Wdiff compare – Good!
[update Dec 2010: click here for my attempt at an online comparison service.]
(see also: Real World Test, Docdiff post, OOo compare post)
I previously commented (adversely) on the performance of OpenOffice.org’s compare function. Tridge suggested that I might try wdiff – and I’m pleasantly surprised. When I ran wdiff on the two text files I used in that post it gave me this:
[-1.1Contractor-]{+1.1[Vendor]+} may invoice [-[Customer]-] {+Customer the Fees for each Service in accordance with the Payment Terms and, where no relevant time is set out in the Payment Terms, [Vendor] may invoice the Customer+} for ongoing fees quarterly in [-arrears-] {+advance+} and other fees [-monthly-] in arrears. [-Contractor must-] {+[Vendor] will+} provide [-[Customer]-] {+Customer+} with a tax invoice in respect of all GST charged. [-[Customer] is not liable to pay any amount in respect of GST except as set out in a valid tax invoice.-]
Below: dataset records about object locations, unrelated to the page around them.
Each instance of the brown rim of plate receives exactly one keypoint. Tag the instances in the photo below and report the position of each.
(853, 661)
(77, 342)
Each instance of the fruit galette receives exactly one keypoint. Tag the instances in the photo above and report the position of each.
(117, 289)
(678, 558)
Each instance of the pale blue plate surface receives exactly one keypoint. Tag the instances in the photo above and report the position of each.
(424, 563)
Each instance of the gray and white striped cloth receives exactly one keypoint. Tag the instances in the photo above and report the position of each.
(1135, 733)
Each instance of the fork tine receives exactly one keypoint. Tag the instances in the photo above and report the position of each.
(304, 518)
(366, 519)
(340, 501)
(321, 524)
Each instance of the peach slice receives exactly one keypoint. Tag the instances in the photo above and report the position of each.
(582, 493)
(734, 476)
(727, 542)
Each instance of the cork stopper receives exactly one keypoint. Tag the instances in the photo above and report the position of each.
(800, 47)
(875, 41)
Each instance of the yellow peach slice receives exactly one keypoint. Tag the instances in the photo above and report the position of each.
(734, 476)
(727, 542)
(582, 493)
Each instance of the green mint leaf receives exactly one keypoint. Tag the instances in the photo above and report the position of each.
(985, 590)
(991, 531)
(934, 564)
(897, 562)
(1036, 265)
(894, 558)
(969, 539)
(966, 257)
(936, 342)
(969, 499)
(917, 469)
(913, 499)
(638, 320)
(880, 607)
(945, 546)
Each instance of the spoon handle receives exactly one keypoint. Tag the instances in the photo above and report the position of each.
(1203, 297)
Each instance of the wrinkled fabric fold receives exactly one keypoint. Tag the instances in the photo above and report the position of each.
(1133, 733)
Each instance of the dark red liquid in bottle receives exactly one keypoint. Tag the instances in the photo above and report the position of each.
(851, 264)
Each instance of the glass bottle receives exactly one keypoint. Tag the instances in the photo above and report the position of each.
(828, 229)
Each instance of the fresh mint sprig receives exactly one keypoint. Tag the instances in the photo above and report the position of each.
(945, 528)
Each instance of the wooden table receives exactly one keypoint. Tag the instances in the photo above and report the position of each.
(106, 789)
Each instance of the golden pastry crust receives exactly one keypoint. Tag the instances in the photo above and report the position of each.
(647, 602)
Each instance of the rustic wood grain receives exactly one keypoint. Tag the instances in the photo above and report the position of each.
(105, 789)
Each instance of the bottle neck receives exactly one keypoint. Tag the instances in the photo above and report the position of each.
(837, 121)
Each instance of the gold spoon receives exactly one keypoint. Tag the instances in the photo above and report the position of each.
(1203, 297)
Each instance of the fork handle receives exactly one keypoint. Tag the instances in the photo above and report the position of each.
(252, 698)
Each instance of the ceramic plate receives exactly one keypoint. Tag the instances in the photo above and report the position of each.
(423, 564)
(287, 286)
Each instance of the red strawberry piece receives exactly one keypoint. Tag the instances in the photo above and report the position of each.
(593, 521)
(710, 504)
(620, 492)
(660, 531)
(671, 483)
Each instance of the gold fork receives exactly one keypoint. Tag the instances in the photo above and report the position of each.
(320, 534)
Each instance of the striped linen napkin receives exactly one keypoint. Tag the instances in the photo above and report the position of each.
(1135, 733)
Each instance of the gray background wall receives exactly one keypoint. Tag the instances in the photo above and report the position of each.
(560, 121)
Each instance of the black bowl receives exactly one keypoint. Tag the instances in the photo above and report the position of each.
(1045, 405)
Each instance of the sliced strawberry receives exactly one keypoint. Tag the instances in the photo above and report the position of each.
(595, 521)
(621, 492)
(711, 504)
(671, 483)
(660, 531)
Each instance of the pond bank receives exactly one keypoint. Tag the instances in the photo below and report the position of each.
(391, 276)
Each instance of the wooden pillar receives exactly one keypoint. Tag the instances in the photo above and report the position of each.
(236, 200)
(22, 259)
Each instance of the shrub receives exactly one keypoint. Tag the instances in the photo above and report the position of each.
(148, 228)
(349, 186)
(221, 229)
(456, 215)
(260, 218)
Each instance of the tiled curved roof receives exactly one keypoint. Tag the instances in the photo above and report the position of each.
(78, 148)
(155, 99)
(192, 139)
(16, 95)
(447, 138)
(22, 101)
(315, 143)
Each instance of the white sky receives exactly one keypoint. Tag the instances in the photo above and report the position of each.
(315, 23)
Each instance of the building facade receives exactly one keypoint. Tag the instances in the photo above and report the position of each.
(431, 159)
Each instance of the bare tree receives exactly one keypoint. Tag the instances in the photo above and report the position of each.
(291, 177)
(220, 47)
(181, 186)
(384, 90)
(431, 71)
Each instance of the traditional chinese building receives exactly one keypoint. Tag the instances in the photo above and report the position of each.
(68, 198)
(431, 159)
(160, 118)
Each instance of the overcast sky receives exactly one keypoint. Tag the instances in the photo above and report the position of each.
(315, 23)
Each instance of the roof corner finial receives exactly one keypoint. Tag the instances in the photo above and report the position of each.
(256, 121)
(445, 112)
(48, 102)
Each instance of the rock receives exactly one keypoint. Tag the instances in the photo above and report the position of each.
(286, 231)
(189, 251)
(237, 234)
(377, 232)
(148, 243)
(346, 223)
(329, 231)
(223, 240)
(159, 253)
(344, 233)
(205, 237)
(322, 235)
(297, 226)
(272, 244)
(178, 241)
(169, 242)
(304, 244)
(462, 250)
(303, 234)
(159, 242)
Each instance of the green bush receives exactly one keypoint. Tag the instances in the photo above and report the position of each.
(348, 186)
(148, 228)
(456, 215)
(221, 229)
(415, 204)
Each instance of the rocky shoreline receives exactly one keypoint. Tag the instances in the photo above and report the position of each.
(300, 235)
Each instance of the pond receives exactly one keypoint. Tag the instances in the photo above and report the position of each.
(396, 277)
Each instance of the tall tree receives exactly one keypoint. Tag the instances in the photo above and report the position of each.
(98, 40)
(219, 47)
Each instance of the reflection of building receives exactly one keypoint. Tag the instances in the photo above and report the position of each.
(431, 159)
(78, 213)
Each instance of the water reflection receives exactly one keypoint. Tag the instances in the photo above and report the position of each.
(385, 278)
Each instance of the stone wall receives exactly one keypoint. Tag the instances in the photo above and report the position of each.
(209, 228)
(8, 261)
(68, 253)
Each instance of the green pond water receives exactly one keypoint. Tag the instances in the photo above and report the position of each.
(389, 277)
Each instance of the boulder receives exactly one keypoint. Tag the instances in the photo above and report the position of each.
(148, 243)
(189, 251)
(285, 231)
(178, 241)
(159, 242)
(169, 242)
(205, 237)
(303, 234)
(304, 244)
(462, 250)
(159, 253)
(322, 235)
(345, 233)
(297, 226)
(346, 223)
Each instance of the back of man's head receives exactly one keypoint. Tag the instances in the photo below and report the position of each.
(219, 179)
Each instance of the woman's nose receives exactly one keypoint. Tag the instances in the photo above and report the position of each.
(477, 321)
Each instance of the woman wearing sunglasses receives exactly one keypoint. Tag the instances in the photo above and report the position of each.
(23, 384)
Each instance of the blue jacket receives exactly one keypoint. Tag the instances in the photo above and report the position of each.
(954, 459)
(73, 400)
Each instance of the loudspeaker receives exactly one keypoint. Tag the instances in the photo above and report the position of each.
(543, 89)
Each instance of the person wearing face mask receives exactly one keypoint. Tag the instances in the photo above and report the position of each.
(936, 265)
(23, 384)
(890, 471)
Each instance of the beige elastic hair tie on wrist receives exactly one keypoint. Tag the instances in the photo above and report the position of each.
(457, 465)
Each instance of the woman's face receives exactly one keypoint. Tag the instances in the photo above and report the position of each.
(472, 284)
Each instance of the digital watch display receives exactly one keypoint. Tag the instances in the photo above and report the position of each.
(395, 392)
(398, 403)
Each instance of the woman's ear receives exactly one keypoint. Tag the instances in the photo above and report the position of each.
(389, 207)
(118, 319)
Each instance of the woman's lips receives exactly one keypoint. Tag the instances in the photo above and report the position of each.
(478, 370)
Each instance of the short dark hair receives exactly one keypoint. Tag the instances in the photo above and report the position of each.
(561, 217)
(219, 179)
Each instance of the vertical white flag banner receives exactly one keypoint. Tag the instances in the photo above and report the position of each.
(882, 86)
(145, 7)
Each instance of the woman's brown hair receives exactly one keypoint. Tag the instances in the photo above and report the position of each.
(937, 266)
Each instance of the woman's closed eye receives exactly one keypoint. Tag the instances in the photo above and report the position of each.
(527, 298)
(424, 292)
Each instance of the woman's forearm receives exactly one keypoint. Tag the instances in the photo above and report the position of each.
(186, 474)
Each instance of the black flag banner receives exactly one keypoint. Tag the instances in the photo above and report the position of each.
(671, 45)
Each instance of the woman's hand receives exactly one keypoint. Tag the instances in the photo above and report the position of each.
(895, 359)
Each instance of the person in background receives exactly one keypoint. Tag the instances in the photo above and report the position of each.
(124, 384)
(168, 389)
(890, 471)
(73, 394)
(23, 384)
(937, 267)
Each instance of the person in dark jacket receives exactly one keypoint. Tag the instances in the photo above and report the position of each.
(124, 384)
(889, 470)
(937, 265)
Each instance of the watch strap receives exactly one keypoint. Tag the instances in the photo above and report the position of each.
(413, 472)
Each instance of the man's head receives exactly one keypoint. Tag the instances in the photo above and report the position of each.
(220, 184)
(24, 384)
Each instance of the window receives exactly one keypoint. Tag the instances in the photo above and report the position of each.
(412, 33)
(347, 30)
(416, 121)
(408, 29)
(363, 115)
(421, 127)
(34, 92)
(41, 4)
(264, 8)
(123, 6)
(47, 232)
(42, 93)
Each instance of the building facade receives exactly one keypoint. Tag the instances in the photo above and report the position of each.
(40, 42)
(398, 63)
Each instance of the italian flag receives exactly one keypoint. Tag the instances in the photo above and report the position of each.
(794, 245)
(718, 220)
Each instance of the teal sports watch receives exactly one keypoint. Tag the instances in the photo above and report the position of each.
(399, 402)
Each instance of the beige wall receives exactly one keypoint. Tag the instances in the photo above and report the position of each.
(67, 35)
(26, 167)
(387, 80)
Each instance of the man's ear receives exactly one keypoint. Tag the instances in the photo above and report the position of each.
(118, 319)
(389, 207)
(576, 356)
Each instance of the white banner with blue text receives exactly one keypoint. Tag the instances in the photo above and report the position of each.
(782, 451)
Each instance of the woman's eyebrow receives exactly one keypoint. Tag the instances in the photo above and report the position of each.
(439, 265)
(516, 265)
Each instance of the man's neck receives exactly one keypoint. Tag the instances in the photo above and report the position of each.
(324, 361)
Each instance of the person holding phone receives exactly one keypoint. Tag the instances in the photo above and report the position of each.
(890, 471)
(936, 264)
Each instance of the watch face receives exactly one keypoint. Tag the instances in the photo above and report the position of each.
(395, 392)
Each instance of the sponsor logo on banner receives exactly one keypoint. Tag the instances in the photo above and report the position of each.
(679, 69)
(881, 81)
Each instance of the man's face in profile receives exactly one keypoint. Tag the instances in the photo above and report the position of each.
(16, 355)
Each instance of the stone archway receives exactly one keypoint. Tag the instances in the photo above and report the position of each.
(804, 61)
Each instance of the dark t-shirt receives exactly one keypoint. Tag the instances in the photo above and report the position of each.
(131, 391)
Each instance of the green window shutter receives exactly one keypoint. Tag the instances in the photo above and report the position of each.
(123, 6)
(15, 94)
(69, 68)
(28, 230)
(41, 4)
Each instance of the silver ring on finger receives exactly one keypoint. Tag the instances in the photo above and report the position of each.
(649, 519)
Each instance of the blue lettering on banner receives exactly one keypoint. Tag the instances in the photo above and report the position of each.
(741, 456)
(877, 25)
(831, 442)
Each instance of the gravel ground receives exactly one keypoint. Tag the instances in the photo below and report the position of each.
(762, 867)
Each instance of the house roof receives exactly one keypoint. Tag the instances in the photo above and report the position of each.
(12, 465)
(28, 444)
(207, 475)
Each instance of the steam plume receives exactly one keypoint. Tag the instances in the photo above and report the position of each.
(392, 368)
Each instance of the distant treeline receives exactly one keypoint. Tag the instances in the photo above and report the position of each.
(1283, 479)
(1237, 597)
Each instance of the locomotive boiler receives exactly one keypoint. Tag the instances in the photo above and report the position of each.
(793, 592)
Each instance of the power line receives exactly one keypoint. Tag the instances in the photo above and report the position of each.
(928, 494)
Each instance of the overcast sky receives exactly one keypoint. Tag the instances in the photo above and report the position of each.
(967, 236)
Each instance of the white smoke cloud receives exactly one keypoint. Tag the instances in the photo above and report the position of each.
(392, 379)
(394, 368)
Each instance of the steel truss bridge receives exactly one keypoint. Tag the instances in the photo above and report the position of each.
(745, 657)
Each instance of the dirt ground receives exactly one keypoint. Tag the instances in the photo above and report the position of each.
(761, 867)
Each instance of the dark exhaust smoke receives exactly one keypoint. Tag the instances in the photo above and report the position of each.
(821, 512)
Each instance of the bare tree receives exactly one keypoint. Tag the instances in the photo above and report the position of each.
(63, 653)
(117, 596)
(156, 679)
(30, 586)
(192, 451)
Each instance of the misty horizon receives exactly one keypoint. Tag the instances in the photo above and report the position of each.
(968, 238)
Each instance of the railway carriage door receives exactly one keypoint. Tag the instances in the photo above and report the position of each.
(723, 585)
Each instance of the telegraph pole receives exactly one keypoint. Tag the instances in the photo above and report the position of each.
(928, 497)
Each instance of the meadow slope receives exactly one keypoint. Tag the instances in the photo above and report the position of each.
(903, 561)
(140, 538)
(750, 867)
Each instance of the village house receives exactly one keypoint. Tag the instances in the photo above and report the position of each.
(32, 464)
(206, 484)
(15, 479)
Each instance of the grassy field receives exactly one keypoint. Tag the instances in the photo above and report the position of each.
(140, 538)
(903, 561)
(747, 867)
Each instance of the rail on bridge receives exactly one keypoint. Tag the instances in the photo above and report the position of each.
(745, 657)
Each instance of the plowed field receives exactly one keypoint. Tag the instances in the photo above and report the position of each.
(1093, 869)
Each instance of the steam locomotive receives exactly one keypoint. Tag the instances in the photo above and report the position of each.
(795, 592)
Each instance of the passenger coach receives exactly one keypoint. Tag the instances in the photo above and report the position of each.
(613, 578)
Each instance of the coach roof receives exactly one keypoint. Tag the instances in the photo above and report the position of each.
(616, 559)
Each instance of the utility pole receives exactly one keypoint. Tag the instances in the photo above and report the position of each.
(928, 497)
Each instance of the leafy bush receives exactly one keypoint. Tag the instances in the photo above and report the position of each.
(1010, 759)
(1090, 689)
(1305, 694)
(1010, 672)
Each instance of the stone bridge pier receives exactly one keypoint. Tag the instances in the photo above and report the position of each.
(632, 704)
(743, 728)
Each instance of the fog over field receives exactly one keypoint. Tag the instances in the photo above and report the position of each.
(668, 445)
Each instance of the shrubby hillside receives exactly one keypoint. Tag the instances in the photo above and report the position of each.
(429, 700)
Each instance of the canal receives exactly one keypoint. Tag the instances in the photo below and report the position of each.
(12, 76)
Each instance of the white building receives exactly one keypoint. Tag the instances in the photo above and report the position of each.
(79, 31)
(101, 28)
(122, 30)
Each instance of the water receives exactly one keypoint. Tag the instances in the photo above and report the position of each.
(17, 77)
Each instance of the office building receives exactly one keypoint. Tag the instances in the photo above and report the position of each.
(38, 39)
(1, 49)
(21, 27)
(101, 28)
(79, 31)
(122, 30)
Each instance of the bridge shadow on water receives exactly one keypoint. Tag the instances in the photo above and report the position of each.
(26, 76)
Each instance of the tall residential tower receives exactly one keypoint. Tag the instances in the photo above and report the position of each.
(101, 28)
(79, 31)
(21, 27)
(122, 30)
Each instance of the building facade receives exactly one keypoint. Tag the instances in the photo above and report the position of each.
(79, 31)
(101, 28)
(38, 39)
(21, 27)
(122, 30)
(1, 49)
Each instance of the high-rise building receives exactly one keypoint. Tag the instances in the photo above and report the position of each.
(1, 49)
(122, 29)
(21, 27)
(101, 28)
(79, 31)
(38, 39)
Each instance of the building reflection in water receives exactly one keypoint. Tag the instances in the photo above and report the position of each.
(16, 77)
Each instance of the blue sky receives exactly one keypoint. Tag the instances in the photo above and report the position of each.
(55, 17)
Which, if you can decipher the inline formatting instructions, is a better performance than OOo (not that that would be difficult mind…). In fact, if I’m reading it correctly, it seems to be only slightly worse than the output of Word’s compare (it marks changes within “words” as a change of a word – so the [-[Customer]-] {+Customer+} is not a minimal change set- it should be [-[-] and [-]-]). I will try to find sometime to test it on longer clauses or whole agreements. A bonus is that its output format is cut-and-paste compatible, albeit a little visually unappealing. It shouldn’t be too much trouble to pipe it through something to pretty it up (the -p option apparently prints overstrikes, but this doesn’t work on my tty – ah, -t is what i need for more visual output on a tty). A second bonus is that -s gives change statistics (I don’t recall ever seeing this in Word).
The other nice thing about wdiff is that it was already installed on my machine! About two (maybe three??) years ago I googled around for something that would do diffs on text files, but the searches only showed diff, kdiff etc. Wdiff apparently dates back to the early 90s so my search terms maybe weren’t the best – or too many other people are using and linking to diff! Anyway, wdiff seems to be part of the standard install for OpenSuSE and I’d had it all along.
And thanks Tridge!
Update:
Tridge says:
There are probably quite a few other similar utilities. Minimal diff algorithms are a nice little computer science task. I'm sure heaps of people have written variants. I expect quite a few CS courses use this sort of thing as an exercise for 2nd year programming students... Improving the algorithms in OOo would be a nice Google summer of code project.
Which I think would be a great idea and a valuable addition to OOo. If anyone’s game to try (either as a student or a supervisor) please drop me an email or lodge a comment and I’ll try to connect you.
Update 2:
Following someone’s suggestion, I have tried meld – am impressed by the interface, but not by the markup. Run on the same two sample text files it marked:
with a tax invoice in respect of all GST charged.
as unchanged, with the balance as deletion/addition. Sadly, this is a better performance than OOo (but is still inadequate).
I pipe the output of wdiff through a short C program I wrote which turns wdiff’s markup into the ANSI terminal codes for colour. So the “old” text is marked with a red background and the “new” text with a green background.
Looks great in a bash terminal.
I never tried it but this extension looks intersting evenb if it is not opensource
http://extensions.services.openoffice.org/project/DeltaXMLODTCompare
The program wdiff is a front end to diff for comparing files on a word per word basis. A word is anything between whitespace. This is useful for comparing two texts in which a few words have been changed and for which paragraphs have been refilled. It works by creating two temporary files, one word per line, and then executes diff on these files. It collects the diff output and uses it to produce a nicer displany of word differences between the original files.
This is the first paragraph of the first link in your article. As you can see wdiff is designed to work on a word by word basis. It doesn’t try to find a minimal change set on a per character (or per bit) basis. Besides, I’m not sure, whether this would actually be useful.
If you’re just comparing plain text files, have a look at ‘meld’ (http://meld.sourceforge.net/). This is a graphical diff and editor utility in one. Works line by line though, I’m afraid.
Jo
docdiff!
I think docdiff is what you are looking for.
It produces (using html markup) a diff file in which word by
word the differences are highlighted.
A part from this, it is part of debian/ubuntu
Uwe Brauer
Hey…
I am a student interested in doing this GSoc project…I did some research behind wdiff and find the actual diff program and then the actual algorithm this stuff is based upon…the Longest Common Subsequence algo…I would really love to this stuff..so please try to *connect* me…..
thnx….
Hi Akshay
The first place to look is the Go-OO Summer of Code Page:
http://freedesktop.org/wiki/Software/ooo-build/SummerOfCode/2009
I will see if I can dig up some other info for you.
Regards
Brendan
(X)emacs has the ediff utility, which at least for not too big files, allows
wordwise comparison and navigation between these differences.